Dear friends will join me
And then we’ll watch
A favorite film:
Hitchcock’s Foreign Correspondent
Looney and Salvador Dully
Will watch it too
And Dell Dell and Jack Wack
And the Monsters.
Everyone loves
The poems I’ve been writing
About your death
You were always my Muse
And today is the birthday
You could not celebrate.
Our love remains
In all these figures
In all these words
While you
Whirl through the universe
(If such things are true)
Forgetting birth and death
Forgetting Dellwackia and me
Remembering only
The deep configurations
Of Life and Love.
[The names mentioned are cartoon characters in a joint fantasy that Adelle and I maintained for years. We drew pictures for each other and gave the characters voices. She was Dell Dell — a name her father gave to her when she was a child. I, “J.W. Foley,” was Jack Wack. The DDD Monster and the EEE Monster, etc., all figured into this fantasy, which took place in a country named for the queen and king: Dellwackia. We had a ritual for turning out the bedroom lights at night.
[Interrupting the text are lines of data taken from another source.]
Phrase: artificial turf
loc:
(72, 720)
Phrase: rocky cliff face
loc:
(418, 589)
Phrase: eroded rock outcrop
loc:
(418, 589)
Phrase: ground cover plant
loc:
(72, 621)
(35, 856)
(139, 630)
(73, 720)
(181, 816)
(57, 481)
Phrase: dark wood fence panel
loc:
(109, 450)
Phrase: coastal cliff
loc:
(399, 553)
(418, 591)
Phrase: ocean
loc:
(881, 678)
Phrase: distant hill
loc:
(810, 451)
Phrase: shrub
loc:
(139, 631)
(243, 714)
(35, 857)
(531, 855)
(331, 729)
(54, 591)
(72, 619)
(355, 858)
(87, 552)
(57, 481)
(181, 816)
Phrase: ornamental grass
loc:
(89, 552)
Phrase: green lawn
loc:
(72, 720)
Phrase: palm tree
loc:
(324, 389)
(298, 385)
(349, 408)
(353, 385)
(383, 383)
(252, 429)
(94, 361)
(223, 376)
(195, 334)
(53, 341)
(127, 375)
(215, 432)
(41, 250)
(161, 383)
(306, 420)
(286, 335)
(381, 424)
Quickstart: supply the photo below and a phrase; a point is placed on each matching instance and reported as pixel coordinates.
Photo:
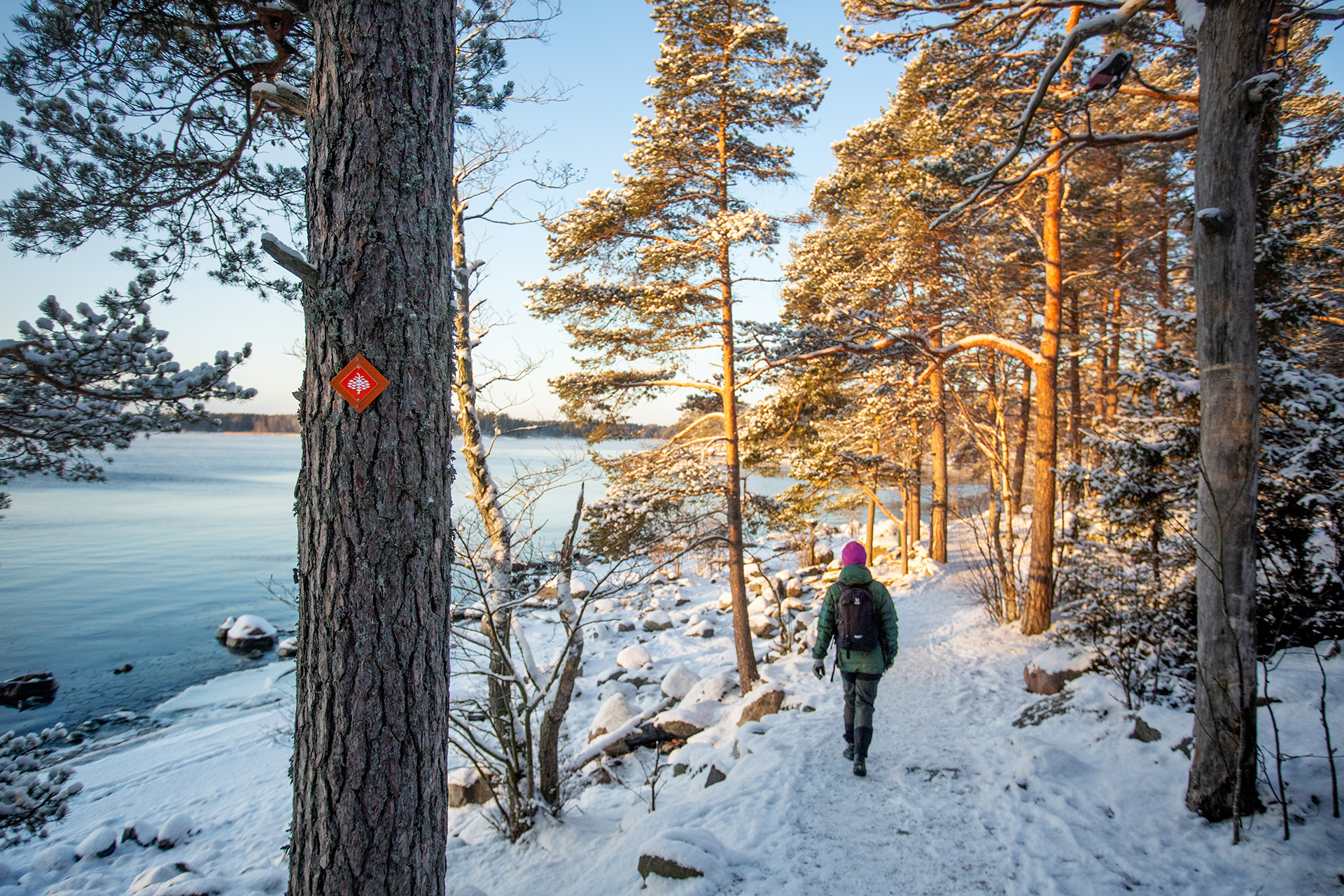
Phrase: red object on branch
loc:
(359, 383)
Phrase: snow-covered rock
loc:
(634, 657)
(100, 844)
(467, 786)
(678, 681)
(51, 859)
(251, 633)
(139, 833)
(1050, 671)
(222, 631)
(657, 621)
(682, 853)
(689, 719)
(613, 713)
(764, 700)
(702, 629)
(174, 830)
(152, 878)
(762, 626)
(713, 688)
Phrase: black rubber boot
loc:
(863, 738)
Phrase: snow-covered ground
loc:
(958, 798)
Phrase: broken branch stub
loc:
(289, 258)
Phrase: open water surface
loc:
(185, 532)
(144, 567)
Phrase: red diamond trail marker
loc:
(359, 383)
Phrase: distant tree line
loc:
(517, 428)
(491, 424)
(244, 424)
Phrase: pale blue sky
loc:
(605, 51)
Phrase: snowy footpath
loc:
(958, 798)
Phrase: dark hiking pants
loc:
(860, 691)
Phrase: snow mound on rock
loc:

The Dellwackians didn’t understand electricity, but they would all gather and in their various voices “blow out the candle.” After the lights were out, I would say, “’Night, Dell.” She would answer, “’Night, Wack.” The lights are still on in our bedroom.]
*
YAHRZEIT (June 27, 2017)
for Adelle
It is
What the Jews call Yahrzeit,
A year since your death.
The word stings.
If you retain any consciousness of the world
You know
That I have found a new love.
She has been
A wonder and a comfort
In my grief for you.
I think you would have liked her
(And mothered her!).
Going through your dresser drawer
As we attempt to find room for her things,
She found
A fancy, almost comically sexy garter.
I had forgotten it
But recognized it immediately.
You wore it only once,
On the night of December 21, 1961,
Our wedding night;
You kept it, as you kept many other things, for all these years.
How we formed each other.
How we treasured each other’s hearts.
If the stories are true,
You may be in bliss
While I find my way through this quivering wall of sorrow and tears.
And love.
My first love, my dear first love,
It has been a year
(Has it been a year?),
Yahrzeit.
Your ashes
Remain in the vanishing morning light.